All of the 14 bastides analysed by Lavigne lie in the area between the plain of the Landes and the foothills of the Pyrenees, in the Gers department or close to its borders, founded between 1266 and 1331 (a period of 65 years), and grouped within a circle whose maximum circumference is 125 km. The reader may ask whether general conclusions can be drawn from such a limited (5% of the beginning list) and localised regional selection. This problem seems to be recognised in the concluding chapters of the book, 'Elements of Synthesis' and 'General Conclusion.' In 'Elements of Synthesis,' the author compares data from a broad list of the charters of 255 bastides, and 44 cartularies, with inconclusive results. His 'General Conclusion' ends with the statement that 'a vast investigation is therefore required which will exceed, one senses, the narrow horizon of Gascony which has been used here as the frame of reference' (246). The tentative nature of the conclusion of Lavigne's book is, perhaps, a consequence of its having followed so soon after his thesis. Some errors or ambiguities in the footnotes and the pagination of the illustrations may also have resulted from the rapid conversion from thesis to published book. For example, footnote 2, translated above, is cited as 'Fossier 1979', but the bibliography only lists a 1995 work by Fossier (and see below on the illustrations).
In view of the narrow field of his analysis and the tentativeness of his conclusions, the enthusiastic claims for Lavigne's findings put forward by Gerard Chouquer of the CNRS in his preface to this book seem too much, too soon.
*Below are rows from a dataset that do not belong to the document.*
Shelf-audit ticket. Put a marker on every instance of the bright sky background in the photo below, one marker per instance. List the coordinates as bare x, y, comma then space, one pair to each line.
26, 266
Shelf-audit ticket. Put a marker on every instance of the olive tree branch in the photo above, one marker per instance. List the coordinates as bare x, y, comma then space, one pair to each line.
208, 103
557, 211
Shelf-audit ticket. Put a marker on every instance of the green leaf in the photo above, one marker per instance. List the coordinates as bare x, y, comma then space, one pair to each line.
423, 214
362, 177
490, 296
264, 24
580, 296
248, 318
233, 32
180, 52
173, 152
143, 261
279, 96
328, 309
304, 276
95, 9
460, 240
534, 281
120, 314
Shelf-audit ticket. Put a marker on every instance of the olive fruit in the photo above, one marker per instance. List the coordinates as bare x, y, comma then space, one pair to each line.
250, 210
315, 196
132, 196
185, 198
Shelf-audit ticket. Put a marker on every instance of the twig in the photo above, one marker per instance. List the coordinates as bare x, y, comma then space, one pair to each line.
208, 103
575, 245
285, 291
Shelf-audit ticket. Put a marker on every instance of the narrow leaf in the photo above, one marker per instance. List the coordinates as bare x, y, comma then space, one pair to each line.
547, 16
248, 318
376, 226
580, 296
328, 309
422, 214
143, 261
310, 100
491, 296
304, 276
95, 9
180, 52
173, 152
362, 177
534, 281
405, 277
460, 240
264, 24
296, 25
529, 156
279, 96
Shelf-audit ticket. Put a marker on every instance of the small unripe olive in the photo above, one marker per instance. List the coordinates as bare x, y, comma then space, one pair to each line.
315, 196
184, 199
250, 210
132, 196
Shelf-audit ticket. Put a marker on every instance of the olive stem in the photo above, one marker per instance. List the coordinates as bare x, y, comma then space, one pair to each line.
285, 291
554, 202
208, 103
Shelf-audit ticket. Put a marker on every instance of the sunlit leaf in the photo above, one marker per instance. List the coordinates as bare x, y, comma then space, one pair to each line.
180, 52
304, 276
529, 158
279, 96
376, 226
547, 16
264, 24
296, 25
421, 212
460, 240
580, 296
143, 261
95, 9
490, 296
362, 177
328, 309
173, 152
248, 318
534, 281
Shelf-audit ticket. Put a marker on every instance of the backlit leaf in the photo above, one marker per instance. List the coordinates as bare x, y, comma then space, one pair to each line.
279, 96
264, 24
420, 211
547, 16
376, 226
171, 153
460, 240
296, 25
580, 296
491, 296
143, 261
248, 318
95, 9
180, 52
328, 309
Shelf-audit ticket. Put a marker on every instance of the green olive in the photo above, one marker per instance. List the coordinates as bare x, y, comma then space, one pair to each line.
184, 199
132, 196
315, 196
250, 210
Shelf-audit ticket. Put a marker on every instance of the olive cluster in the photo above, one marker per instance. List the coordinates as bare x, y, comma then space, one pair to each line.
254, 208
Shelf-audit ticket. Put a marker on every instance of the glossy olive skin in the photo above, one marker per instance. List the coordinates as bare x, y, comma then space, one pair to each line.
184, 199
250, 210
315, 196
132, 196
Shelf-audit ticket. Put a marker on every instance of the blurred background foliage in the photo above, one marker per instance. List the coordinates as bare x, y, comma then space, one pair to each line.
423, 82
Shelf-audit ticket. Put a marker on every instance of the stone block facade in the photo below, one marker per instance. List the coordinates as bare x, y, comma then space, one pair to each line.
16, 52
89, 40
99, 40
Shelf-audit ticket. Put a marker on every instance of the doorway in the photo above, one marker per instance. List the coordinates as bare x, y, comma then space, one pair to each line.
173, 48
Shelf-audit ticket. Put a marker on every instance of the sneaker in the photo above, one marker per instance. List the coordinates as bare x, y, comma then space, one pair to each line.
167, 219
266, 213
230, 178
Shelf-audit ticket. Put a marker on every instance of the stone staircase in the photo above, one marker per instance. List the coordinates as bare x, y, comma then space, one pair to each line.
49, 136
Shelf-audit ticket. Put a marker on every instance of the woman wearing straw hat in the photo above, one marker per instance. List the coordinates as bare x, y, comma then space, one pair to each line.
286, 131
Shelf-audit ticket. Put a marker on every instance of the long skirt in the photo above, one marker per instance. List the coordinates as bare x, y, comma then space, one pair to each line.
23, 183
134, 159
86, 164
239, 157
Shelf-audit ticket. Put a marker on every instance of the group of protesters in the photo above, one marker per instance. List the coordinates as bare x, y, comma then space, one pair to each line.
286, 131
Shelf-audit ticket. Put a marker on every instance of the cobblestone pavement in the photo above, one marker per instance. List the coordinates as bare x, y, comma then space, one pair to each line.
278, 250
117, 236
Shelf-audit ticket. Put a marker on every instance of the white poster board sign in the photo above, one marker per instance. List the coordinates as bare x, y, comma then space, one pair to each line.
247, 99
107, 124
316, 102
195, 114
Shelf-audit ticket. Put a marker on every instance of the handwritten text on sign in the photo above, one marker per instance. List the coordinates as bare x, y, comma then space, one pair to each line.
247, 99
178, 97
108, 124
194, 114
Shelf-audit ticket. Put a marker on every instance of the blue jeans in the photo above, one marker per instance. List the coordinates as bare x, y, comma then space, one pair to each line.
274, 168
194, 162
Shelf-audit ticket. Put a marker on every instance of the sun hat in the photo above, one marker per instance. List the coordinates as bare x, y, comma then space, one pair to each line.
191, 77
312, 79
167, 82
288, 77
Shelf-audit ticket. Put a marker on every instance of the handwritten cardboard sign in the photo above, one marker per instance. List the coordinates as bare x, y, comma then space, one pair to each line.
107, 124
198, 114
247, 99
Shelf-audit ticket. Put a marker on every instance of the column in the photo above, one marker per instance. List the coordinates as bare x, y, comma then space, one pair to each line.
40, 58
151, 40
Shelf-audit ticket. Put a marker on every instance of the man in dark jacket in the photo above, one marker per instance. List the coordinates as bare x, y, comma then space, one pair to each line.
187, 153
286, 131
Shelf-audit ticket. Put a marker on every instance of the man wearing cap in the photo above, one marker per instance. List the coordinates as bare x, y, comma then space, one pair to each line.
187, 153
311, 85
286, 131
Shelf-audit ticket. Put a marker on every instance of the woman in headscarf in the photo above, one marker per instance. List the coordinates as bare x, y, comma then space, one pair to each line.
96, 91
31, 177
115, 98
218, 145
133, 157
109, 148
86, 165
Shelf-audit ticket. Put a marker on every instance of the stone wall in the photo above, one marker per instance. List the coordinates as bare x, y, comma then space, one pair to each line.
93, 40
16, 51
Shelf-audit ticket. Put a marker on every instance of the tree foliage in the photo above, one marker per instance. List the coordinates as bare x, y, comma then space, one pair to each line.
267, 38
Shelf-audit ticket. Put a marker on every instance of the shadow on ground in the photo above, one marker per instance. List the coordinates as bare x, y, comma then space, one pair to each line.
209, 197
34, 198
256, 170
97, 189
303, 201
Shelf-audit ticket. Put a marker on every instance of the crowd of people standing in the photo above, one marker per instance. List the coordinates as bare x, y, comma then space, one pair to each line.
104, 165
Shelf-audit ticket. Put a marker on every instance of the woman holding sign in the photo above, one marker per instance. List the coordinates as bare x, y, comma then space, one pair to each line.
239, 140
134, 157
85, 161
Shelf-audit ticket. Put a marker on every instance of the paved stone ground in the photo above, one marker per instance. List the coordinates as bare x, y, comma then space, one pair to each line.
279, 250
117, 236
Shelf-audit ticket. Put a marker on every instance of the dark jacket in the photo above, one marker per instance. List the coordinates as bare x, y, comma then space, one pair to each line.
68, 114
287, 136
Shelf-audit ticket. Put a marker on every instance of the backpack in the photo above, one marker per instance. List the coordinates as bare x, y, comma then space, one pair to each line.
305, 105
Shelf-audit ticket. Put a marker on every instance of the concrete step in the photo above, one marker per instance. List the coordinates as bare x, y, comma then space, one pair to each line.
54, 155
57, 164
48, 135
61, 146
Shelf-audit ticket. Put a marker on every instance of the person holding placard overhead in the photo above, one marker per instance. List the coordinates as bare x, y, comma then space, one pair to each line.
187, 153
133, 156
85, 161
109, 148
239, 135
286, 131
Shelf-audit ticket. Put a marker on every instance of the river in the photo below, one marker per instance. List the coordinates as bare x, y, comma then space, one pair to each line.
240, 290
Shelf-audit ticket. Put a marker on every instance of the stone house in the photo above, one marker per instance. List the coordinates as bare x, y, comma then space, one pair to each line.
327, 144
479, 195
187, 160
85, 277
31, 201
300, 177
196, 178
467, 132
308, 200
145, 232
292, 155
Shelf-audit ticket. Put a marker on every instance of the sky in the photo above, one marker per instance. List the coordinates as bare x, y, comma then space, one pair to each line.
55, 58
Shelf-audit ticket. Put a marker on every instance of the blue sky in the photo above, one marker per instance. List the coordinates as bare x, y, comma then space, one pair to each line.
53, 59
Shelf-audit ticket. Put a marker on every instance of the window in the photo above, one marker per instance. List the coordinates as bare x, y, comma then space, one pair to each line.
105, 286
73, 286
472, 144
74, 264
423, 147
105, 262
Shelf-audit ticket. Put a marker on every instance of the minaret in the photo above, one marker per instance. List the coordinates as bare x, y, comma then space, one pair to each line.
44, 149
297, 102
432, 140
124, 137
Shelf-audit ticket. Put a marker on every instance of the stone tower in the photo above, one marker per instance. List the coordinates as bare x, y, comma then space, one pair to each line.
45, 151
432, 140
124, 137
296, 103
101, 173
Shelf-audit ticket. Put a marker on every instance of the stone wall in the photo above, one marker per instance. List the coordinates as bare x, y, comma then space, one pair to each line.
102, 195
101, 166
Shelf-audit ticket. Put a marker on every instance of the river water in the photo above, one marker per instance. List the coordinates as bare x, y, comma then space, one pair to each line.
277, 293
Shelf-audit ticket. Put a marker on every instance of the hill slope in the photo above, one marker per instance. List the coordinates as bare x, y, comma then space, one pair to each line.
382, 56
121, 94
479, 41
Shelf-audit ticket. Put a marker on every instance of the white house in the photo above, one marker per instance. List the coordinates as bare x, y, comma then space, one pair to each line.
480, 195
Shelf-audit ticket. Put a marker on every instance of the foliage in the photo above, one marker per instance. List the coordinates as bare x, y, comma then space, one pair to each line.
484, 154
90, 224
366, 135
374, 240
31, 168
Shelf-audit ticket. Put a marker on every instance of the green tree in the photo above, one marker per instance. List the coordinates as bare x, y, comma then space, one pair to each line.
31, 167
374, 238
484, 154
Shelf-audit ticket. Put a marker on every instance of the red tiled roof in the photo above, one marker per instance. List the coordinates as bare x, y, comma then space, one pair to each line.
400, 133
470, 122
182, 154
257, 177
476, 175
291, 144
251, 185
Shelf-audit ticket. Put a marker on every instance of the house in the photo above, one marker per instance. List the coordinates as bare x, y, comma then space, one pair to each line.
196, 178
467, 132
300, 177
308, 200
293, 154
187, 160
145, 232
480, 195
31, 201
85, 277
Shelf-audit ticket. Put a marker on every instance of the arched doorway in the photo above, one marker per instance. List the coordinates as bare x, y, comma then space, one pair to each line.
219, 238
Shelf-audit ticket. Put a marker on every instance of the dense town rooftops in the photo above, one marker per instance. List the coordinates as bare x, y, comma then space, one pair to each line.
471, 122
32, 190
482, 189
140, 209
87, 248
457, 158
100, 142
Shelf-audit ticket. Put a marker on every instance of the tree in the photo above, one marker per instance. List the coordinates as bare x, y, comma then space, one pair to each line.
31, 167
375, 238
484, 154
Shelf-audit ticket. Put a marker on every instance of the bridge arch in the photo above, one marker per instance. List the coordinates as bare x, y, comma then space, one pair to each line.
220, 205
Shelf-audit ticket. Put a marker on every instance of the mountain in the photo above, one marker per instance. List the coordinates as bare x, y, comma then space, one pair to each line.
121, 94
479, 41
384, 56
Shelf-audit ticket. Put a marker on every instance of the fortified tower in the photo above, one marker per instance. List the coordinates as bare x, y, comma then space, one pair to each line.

So too does the statement (in French and English) on the back cover, that 'This study demonstrates that this process of colonisation gave rise to the development of new forms of planning by surveyors. This phenomenon takes us beyond the context of the bastides themselves and represents a highly original contribution to our knowledge of the organization of rural space in the Middle Ages. As a result, the ground is prepared for a study of the actors involved in and the theory and practice of mediaeval surveying.'
Despite these reservations, this book is recommended as an original and important contribution to the study of the agricultural landscape of the medieval bastides of southwestern France, and, potentially, to the wider study of medieval rural planning. Of particular interest are the black and white figures (of which many illustrate the land parcel plans of the bastides) correctly placed in relation to the text, and the colour plates placed at the end of the book, but (usually) signalled by notes at the related points in the text (usually, but not always; at 154, for example, plate 36 is noted without providing its page number, 257).
A word of warning, however: this is a highly detailed and technical study, and even those with a good reading knowledge of French will not find it easy going. There is a glossary of terms, but many words such as borde, which have a particular meaning in this context, are not included. The index is of places only. There is an excellent bibliography of French primary and secondary sources (though I am not sure of the utility of the eight page long list of charters of places, most of which do not figure directly in the book). The considerable work of scholars in English on English medieval village land systems, and on the bastides of Gascony, is largely absent.